# Budget 5.1.2 HT setup



## Rolkin (Nov 2, 2015)

OK, I'm pushing for a one and done, but I really don't know what my budget will be like after our house is built. I'm ok with splitting up purchases and I'm looking to spend ~$1700 on Audio.

Room is 13.5' x 14.5' x 8.5' = ~1650 cu ft. Carpeted, and I plan on building acoustic panels later.

The receiver I picked out is the Denon AVR-X1200W. ($500)

For a Sub I'm looking at the HSU but the SVS stuff looks cheaper yet also smaller. ($500-700)

I also like the idea of towers up front instead of bookshelfs on a stand, but I know they cost more. But maybe less than with the stand cost?

BIC looked like it had a decent setup with L/R towers, but I haven't read much on their subs.

Now you may see a problem here...if I spend $1200 on the AVR and the Sub it leaves me with $500 for 7 speakers. Even if I were to push the budget to $2k it's about $100 per speaker. So I'm hoping for an internet only packaged deal that gives a good sub with decent speakers.

Let me know what you think.


----------



## rab-byte (Feb 1, 2011)

I'd invest heavily in a good AVR. ~1000+
Then get a good pair of towers. Look at the Andrew Jones speakers from pioneer or motion 15 bookshelf speakers. 

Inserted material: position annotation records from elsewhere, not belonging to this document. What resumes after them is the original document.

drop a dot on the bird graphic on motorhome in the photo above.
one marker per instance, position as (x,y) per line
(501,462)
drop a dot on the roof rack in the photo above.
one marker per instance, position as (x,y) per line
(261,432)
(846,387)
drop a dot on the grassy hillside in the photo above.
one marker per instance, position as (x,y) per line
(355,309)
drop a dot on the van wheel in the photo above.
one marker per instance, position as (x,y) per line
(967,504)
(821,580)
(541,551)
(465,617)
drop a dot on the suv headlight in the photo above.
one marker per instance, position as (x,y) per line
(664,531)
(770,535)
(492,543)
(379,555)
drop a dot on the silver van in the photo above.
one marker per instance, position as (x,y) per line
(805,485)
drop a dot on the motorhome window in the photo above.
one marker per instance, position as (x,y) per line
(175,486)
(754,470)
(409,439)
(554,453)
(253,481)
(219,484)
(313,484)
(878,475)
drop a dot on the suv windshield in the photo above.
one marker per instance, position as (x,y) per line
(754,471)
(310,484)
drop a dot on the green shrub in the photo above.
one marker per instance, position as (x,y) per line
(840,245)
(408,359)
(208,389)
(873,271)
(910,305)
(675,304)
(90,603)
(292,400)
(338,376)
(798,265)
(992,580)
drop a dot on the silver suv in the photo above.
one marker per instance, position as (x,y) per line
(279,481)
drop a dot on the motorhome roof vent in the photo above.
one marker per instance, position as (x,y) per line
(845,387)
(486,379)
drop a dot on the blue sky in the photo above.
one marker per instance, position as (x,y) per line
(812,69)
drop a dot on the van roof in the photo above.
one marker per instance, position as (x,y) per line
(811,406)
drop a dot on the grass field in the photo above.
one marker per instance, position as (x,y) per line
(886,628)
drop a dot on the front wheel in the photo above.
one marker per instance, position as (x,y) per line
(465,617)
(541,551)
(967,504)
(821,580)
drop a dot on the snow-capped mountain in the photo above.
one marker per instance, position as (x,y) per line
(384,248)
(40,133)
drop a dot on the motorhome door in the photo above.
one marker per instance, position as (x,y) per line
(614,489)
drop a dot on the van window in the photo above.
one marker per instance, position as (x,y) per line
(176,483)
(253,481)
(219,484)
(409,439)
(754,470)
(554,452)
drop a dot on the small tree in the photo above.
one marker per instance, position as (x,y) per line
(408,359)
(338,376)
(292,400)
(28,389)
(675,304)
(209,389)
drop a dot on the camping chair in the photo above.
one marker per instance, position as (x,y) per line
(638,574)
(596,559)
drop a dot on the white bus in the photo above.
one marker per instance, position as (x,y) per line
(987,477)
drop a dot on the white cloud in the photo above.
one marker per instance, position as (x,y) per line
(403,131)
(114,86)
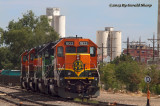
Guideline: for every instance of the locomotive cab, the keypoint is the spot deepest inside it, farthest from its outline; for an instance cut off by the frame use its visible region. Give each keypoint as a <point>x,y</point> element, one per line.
<point>76,65</point>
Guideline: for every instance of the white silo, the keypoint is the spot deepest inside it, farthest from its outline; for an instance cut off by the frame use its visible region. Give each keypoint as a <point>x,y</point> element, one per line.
<point>52,11</point>
<point>101,37</point>
<point>55,23</point>
<point>109,28</point>
<point>58,21</point>
<point>61,27</point>
<point>116,43</point>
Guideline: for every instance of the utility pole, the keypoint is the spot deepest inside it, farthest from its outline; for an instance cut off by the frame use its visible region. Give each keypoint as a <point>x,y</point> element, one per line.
<point>127,45</point>
<point>111,46</point>
<point>153,40</point>
<point>102,53</point>
<point>140,49</point>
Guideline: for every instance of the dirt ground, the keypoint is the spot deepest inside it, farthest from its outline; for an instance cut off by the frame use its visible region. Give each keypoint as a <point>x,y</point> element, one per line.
<point>139,99</point>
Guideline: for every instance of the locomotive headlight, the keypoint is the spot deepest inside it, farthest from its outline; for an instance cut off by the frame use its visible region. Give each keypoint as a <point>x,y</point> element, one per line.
<point>69,73</point>
<point>61,79</point>
<point>95,78</point>
<point>77,57</point>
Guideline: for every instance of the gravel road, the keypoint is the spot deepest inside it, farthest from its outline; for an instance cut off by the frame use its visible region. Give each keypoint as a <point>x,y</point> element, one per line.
<point>131,98</point>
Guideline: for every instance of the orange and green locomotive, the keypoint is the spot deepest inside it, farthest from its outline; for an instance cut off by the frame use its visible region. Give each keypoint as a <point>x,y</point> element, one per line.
<point>67,68</point>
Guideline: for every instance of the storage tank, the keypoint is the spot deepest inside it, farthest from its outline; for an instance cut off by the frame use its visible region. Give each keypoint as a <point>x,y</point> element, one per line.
<point>109,28</point>
<point>50,18</point>
<point>101,37</point>
<point>55,23</point>
<point>116,43</point>
<point>61,27</point>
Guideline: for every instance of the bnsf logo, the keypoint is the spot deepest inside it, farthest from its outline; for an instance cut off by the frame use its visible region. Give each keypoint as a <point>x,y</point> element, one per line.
<point>78,66</point>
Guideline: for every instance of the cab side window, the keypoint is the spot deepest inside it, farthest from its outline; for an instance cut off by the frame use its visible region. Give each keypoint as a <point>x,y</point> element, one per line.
<point>60,51</point>
<point>92,51</point>
<point>24,58</point>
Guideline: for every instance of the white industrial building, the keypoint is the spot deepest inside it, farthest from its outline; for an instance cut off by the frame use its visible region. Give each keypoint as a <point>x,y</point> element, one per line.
<point>111,41</point>
<point>56,20</point>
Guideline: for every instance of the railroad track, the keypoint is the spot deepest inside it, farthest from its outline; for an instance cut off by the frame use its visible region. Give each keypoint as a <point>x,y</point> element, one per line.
<point>80,102</point>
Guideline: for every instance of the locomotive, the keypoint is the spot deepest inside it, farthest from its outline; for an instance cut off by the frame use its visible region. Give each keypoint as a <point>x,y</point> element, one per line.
<point>66,67</point>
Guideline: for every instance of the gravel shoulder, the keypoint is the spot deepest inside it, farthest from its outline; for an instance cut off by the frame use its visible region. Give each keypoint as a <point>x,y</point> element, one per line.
<point>130,98</point>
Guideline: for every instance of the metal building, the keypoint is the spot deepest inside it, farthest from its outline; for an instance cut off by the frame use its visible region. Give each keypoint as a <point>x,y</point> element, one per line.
<point>56,20</point>
<point>111,41</point>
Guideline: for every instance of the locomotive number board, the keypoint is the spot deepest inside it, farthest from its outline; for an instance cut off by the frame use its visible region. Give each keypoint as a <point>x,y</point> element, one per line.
<point>83,43</point>
<point>69,43</point>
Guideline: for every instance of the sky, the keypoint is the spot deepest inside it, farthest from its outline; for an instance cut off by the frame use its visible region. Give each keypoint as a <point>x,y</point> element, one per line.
<point>85,17</point>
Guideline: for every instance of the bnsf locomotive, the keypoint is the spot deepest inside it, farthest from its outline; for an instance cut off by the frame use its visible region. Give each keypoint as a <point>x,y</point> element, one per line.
<point>67,68</point>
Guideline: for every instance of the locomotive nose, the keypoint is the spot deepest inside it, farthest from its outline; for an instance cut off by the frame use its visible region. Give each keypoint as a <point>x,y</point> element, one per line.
<point>79,87</point>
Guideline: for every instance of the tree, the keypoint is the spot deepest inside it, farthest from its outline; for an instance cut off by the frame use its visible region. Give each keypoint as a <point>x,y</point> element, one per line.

Get your other speakers later. 

By doing things in phases you can stretch your budget. 

Under powering good speakers will yield worse results than property powering midrange speakers.


----------



## Lumen (May 17, 2014)

Your room is relatively small, so you won't need a lot of power to fill the space. That translates to smaller speakers. Internet-only, highly-rated speakers from Chane will float your boat! You really owe it to yourself to look into the Chane product line. You'd be investing in solid engineering and attractive finish For your situation, I would choose:
Review here - A2rx-c Center (3x @ $229ea.)
Review here - A1rx-c Surrounds/Backs (4x @ $149ea.)
Adding those to the $1200 for AVR and sub takes you over your max budget of $2k by $500, but consider this... you'll have a set of speakers you won't likely replace for a long time. 

Used deals to help with the budget:
Here's a pair of used A1rx-c for sale at $198
Here's a used A2rx-c for sale at $155


----------



## Lumen (May 17, 2014)

rab-byte said:


> By doing things in phases you can stretch your budget. .


+1^ :bigsmile:


----------



## chashint (Jan 12, 2011)

If I were shopping in your price range I would be looking at something like this.

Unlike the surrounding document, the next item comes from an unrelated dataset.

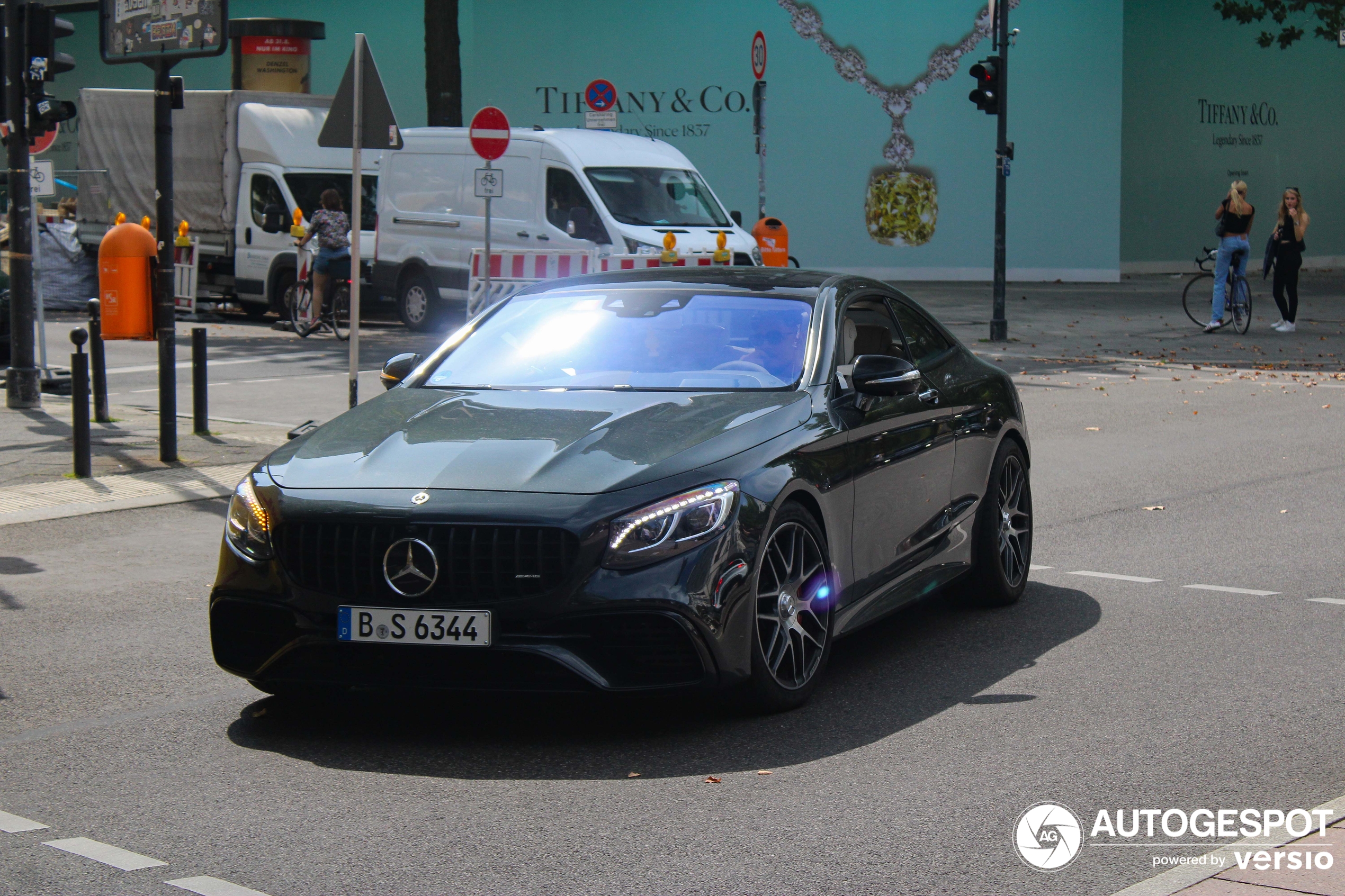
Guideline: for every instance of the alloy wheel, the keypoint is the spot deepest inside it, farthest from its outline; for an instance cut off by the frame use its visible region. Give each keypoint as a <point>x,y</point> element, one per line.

http://www.acousticsounddesign.com/core/view_BigProduct.cfm?pid=8038&sc=27 

I do not agree with the advice to spend $1000 out of a $1700 budget on an AVR and buy entry level speakers to go with it.


----------



## Rolkin (Nov 2, 2015)

That's, that's almost exactly what I'm looking for, and Klipsch is one of the only speaker brands that I've listened to, though not their reference line.

That package just needs a couple of Atmos up speakers. I was looking at just getting some satellites and making an angle bracket for the top of the towers. Or I guess I can just buy the angled Atmos speakers as I don't have ceiling access.


----------



## chashint (Jan 12, 2011)

Relatively speaking the amount of sound that comes out of the surround speakers is small compared to the front three and the sub.
With the disclaimer 'I have never heard an Atmos soundtrack' I really can't imagine that there would even be as much sound in the height channels as there is in the surround channels.
I know $1700 is a lot of money, but when you start spending it in chunks of $500 it is gone in a flash.
In my opinion putting the speaker money into the front three and the sub gives you the best system. 
Next is the surrounds and lastly way down on the list is the rears and heights.


----------